Fantastico! to present Italian art from the 1920s and 1930s

From 10 May to 19 August 2018, the Ateneum Art Museum will host the exhibition Fantastico! Italian Art from the 1920s and 1930s. The exhibition will explore an artistic movement known as magic realism, which emerged in Italy at the end of the First World War. The works exhibited are characterised by silence and a mysterious atmosphere, and the conflict between reality and the world of dreams. The depictions of everyday life seem to reveal a hidden side of existence. The exhibition will feature masterpieces by artists such as Giorgio de Chirico, Carlo Carrà, Felice Casorati, Antonio Donghi and Cagnaccio di San Pietro.

Exhibited works speak of a diverse movement

The key artists of magic realism were Felice Casorati, Antonio Donghi, Cagnaccio di San Pietro, Gino Severini, Ubaldo Oppi, Achille Funi and Carlo Levi. The works featured in the exhibition by Giorgio de Chirico and Carlo Carrà will display the basic tenets of magic realism. Works by artists who are lesser known outside Italy, such as Mario and Edita Broglio, Gian Emilio Malerba, Carlo Sbisà, Gregorio Sciltian, and Cesare Sofianopulo, will demonstrate the diversity of the movement.

The exhibition will also include works by artists featured in the Ateneum collection who represent the realist and classicist modernism of the 1920s and 1930s in Finland, such as Ragnar Ekelund, Greta Hällfors-Sipilä, Yrjö Ollila and Ilmari Vuori. The exhibition will coincide with the release of a publication, in Finnish, Swedish and English, produced by the Ateneum.

The exhibition is curated by Gabriella Belli and Valerio Terraroli, in collaboration with 24ORE Cultura. The works are drawn from public and private collections around Italy. Before coming to the Ateneum, the exhibition will be on display at the Museum of Modern and Contemporary Art of Trento and Rovereto (Mart) in Italy, until 2 April. After its display at the Ateneum, the exhibition will be shown at Museum Folkwang in Essen, Germany.

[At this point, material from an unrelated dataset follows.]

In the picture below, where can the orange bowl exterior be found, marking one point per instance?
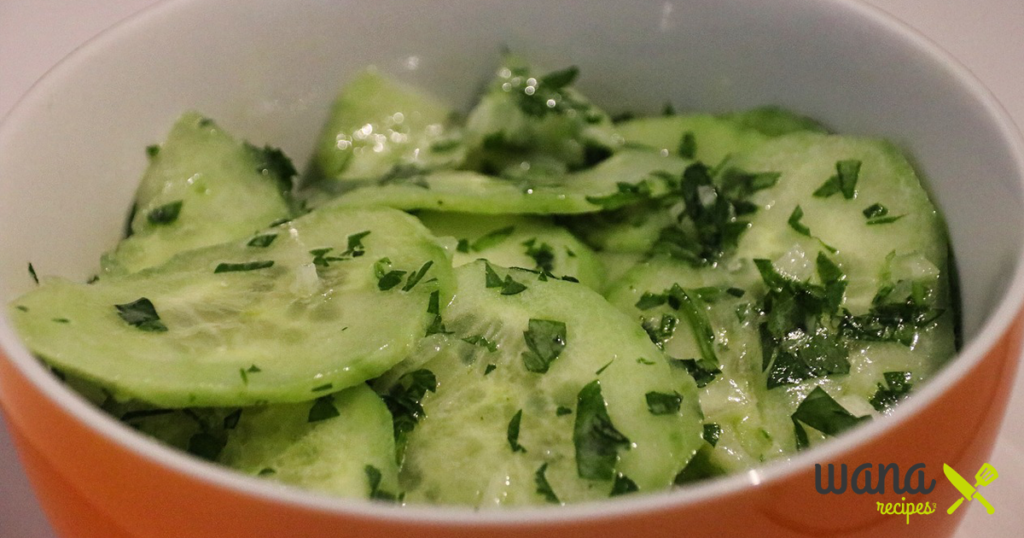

“We want to present a wide array of phenomena in European art. Exploring Italian art from the 1920s and 1930s helps us to see Finnish art from the same period with fresh eyes. At the time, influences travelled fast across Europe”, says the museum director Susanna Pettersson.

Magic realism linked to other art movements of the period

Magic realism can be seen as a kind of continuation of metaphysical art, a style of painting developed by Giorgio de Chirico and Carlo Carrà in the 1910s. Paintings in metaphysical style were characterised by a dreamlike sense of unreality. On the other hand, magic realism can be perceived as part of a wider interwar wave of realist and classicist modernism both in Europe and beyond.

“The goal of realist and classicist modernism was to create art that is based on permanent and universal artistic principles. There was a shift from an expression that focused on emotion to one of clarity that highlighted intellectual control. After the horrifying experiences of the First World War, the talk was of a ‘return to order’”, says the chief curator Teijamari Jyrkkiö.

Magic realism was influenced by both metaphysical art, and realist and classicist modernism. You could not, however, talk about a unified school or a fixed artist collective. The movement was formed based on the ideas of the artists themselves, and it was not led from above by the state.